Volunteering Australia CEO Adrienne Picone told Pro Bono News she was “pleasantly surprised” with the findings. “In our experience it isn’t backed up by numbers particularly looking at the ABS data and Giving Australia Data,” Picone said. “Certainly in ABS they found that the age group between 45 and 54 were likely to be the highest group that were volunteering, and I think in Giving Australia it was 35 to 44 years olds but very closely followed by 45 to 54. “However, anecdotally, we do hear that young people are volunteering in vast numbers and they are volunteering in different ways than perhaps their older counterparts. “It is really promising for the future when we are getting these sorts of numbers of young people telling us that they are actually giving back to the community.”

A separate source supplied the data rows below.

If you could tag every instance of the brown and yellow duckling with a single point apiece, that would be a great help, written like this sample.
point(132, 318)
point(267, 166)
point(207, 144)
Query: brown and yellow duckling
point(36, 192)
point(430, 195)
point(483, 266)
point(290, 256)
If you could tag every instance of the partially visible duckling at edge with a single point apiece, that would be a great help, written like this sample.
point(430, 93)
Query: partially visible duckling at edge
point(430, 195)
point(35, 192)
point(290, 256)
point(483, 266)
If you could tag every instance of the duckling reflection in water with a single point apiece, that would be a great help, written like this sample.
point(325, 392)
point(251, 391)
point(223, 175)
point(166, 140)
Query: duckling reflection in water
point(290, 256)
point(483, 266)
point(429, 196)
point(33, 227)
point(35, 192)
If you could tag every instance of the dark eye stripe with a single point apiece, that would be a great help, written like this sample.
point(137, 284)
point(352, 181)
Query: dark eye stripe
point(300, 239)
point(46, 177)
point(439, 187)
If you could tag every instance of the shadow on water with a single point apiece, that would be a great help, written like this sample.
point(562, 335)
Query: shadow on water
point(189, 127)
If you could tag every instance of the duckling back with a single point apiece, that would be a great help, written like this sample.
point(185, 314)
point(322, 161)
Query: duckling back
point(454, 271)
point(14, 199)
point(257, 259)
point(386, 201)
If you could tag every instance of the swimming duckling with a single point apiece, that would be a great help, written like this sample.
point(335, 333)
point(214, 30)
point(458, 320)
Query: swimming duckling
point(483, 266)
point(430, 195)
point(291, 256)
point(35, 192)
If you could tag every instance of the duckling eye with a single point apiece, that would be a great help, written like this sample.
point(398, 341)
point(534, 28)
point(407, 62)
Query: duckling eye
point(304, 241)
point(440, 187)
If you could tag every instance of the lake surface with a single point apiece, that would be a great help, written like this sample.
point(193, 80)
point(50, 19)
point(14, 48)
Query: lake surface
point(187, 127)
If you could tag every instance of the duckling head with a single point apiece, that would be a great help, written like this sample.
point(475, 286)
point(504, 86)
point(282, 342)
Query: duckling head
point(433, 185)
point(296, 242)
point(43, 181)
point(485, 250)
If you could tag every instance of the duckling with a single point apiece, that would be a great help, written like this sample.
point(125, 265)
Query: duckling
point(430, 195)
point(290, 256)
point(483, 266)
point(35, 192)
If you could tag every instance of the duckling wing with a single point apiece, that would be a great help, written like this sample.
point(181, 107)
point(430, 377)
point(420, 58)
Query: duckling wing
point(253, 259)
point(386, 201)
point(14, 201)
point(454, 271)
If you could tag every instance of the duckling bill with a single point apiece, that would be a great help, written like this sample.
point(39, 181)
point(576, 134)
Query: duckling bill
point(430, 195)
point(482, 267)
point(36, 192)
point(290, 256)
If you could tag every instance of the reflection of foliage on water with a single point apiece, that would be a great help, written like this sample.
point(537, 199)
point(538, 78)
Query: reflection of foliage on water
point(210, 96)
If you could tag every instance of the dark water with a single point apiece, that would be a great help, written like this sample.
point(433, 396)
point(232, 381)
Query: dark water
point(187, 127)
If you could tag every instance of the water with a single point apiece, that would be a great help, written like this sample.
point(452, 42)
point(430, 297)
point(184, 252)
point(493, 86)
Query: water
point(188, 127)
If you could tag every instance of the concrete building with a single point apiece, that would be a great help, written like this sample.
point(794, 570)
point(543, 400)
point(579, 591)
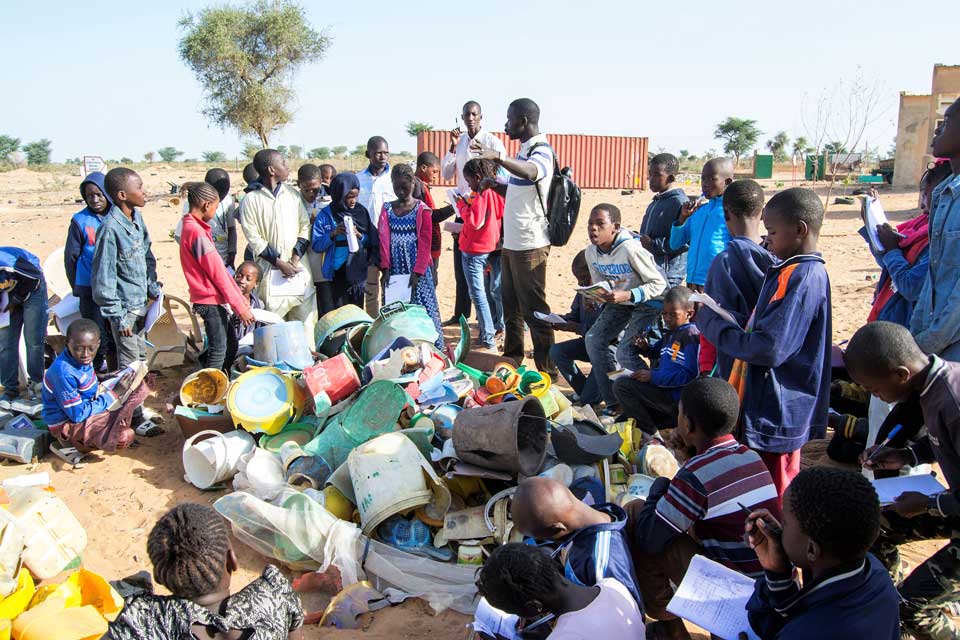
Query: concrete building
point(919, 117)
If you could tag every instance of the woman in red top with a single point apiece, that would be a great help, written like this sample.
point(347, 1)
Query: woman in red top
point(482, 213)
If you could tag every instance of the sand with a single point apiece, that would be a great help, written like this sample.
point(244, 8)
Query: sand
point(118, 497)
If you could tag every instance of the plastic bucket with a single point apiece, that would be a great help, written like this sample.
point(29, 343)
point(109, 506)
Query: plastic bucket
point(214, 459)
point(510, 436)
point(387, 475)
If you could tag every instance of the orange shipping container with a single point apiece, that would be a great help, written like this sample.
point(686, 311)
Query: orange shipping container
point(598, 162)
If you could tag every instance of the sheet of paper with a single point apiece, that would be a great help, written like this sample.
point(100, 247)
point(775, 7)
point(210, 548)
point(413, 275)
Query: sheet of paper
point(714, 306)
point(552, 318)
point(889, 488)
point(398, 289)
point(714, 598)
point(295, 286)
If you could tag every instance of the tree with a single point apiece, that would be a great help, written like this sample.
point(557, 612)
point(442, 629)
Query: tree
point(778, 146)
point(169, 154)
point(245, 59)
point(414, 128)
point(739, 136)
point(38, 152)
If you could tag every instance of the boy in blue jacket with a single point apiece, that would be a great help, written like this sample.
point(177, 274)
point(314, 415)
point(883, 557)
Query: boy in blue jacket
point(651, 397)
point(23, 299)
point(737, 273)
point(701, 224)
point(78, 256)
point(782, 372)
point(661, 214)
point(830, 519)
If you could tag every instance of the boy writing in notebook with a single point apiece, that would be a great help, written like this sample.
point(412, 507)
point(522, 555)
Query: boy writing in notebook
point(782, 372)
point(885, 359)
point(737, 273)
point(830, 519)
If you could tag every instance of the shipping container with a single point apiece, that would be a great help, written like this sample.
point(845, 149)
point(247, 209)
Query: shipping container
point(598, 162)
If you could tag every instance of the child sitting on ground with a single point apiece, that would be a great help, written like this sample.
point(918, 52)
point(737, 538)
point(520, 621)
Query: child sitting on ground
point(632, 304)
point(210, 286)
point(830, 519)
point(583, 313)
point(192, 556)
point(737, 273)
point(782, 372)
point(525, 581)
point(651, 397)
point(701, 225)
point(698, 511)
point(885, 359)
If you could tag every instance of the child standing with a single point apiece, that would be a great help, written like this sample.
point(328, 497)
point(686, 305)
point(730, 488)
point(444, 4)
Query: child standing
point(783, 356)
point(78, 257)
point(405, 229)
point(344, 272)
point(651, 397)
point(482, 213)
point(211, 287)
point(193, 558)
point(737, 273)
point(23, 296)
point(632, 306)
point(661, 215)
point(701, 224)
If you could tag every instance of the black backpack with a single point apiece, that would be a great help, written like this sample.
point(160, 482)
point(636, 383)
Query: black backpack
point(563, 201)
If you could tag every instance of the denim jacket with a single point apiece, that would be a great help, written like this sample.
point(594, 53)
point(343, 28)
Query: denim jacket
point(936, 318)
point(124, 269)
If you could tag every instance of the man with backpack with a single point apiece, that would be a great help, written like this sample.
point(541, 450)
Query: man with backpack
point(526, 233)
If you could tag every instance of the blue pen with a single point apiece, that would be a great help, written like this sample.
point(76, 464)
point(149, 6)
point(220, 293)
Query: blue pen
point(893, 433)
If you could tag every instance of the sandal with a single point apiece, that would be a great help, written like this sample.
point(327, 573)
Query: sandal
point(70, 455)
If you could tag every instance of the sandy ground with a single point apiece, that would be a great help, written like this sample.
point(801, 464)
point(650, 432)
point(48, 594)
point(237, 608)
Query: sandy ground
point(119, 497)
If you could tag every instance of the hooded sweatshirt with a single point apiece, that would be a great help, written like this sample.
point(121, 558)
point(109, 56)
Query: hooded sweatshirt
point(82, 237)
point(627, 267)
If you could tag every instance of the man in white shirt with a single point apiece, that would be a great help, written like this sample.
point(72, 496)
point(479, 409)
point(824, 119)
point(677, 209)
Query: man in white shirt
point(526, 242)
point(376, 188)
point(452, 166)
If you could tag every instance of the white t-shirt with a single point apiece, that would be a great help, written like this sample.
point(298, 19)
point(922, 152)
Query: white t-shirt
point(613, 615)
point(524, 218)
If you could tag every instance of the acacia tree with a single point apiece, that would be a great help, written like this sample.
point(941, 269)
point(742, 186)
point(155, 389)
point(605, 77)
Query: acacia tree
point(739, 136)
point(246, 58)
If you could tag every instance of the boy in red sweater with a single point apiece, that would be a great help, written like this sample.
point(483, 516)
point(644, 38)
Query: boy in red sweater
point(211, 287)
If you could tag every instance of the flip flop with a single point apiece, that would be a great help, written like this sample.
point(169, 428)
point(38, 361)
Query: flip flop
point(70, 455)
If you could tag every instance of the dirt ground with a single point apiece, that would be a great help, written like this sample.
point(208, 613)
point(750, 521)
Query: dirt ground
point(118, 497)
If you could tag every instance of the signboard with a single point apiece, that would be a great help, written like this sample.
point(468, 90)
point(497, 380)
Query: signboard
point(93, 163)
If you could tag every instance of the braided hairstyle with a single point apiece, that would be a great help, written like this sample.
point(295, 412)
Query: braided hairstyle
point(200, 192)
point(837, 508)
point(515, 574)
point(188, 548)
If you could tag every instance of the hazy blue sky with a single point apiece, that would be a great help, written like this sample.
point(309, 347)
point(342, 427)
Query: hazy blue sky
point(103, 76)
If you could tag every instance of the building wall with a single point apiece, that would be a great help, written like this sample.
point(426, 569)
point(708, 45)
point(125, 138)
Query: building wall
point(913, 141)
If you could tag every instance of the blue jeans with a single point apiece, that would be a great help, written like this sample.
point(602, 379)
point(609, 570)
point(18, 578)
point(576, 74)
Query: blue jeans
point(473, 267)
point(566, 355)
point(31, 320)
point(633, 321)
point(492, 281)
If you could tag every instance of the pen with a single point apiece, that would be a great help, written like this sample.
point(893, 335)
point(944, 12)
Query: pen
point(772, 529)
point(890, 436)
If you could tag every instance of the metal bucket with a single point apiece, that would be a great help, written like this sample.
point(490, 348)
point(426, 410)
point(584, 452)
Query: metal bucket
point(510, 436)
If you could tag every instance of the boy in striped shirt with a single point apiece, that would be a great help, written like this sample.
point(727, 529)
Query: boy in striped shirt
point(699, 510)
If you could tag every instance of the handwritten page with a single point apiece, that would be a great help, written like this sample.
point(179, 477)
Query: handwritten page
point(713, 305)
point(889, 488)
point(714, 598)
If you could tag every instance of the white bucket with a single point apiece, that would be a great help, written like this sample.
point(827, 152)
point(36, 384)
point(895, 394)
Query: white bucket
point(214, 459)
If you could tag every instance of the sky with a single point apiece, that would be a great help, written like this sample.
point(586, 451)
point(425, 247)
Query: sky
point(103, 77)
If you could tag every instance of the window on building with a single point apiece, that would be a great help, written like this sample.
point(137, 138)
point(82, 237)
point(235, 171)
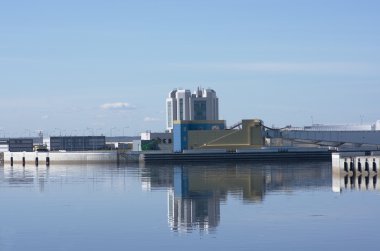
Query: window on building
point(200, 110)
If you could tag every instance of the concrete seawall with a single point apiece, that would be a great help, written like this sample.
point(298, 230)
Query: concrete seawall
point(51, 158)
point(235, 156)
point(43, 158)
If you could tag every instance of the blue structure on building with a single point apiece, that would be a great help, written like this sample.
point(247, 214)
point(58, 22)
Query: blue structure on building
point(181, 128)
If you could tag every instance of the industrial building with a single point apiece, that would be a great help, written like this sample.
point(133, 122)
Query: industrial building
point(77, 143)
point(21, 145)
point(204, 134)
point(181, 104)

Picone speculated there could be an issue in how volunteering data was captured and how volunteering was defined that could account for the different findings. “Often what we call volunteering, people don’t necessarily see as being a volunteer, they may consider themselves helping out or working on a project, they might not use that word. I think that often is the case with young people,” she said.
According to the survey, young people were more likely to say they gave back because it made them “feel good”’ (54 per cent compared to 41 per cent on average) and because they wanted to make a difference (36 per cent compared to 34 per cent on average).
The latest study also asked people about how they felt about their community and the challenges faced in helping others. The findings showed those who volunteered were more likely to feel like they belonged in their community (with 78 per cent compared to 65 per cent on average).
However the biggest barriers to helping others or volunteering were identified as work commitments (36 per cent), “busyness” (31 per cent) and the out of pocket expenses involved (25 per cent). James said while it was not always easy to find the time to volunteer and give back, for those who did, the rewards were great. “Not only are you helping others, but you are helping make your community stronger and more connected,” he said. “We think it’s important for people to remember that every little bit of help counts. Taking a few minutes out of your day to help a neighbour maintain their property, or help a local community organisation with a project can make a real difference.”
Michael Andrews, the Queensland Young Volunteer of the Year 2017, told Pro Bono News there was an “organisation for everyone”. “I think now more than ever people, especially young people, are volunteering for causes that are close to their heart and causes that they are passionate about,” Andrews said. “There is an organisation for everyone.“ Especially now organisations are taking a different approach to volunteering, and not just sticking with the traditional models, they have project based and skilled based instead of just the long term traditional model. It is great that they are providing the opportunity.”
The 19 year old, who started volunteering with St John when he was five years old and has spent the last five years volunteering with Surf Life Saving Queensland, said he thought people would be surprised to hear that young people were volunteering more but that it made sense. “I think our generation are passionate about issues. It should come as no surprise that people want to give back in ways that they enjoy,” Andrews said. He said it boded well for the future. “I know in the organisation where I am volunteering at the moment, they always say that young volunteers are the future, which is true to some extent, but they are also part of the present,” he said.“I think it is great that you can engage young people now, so as they grow up, they can still be involved in not-for-profit organisations, or volunteer organisations and continue throughout their life.”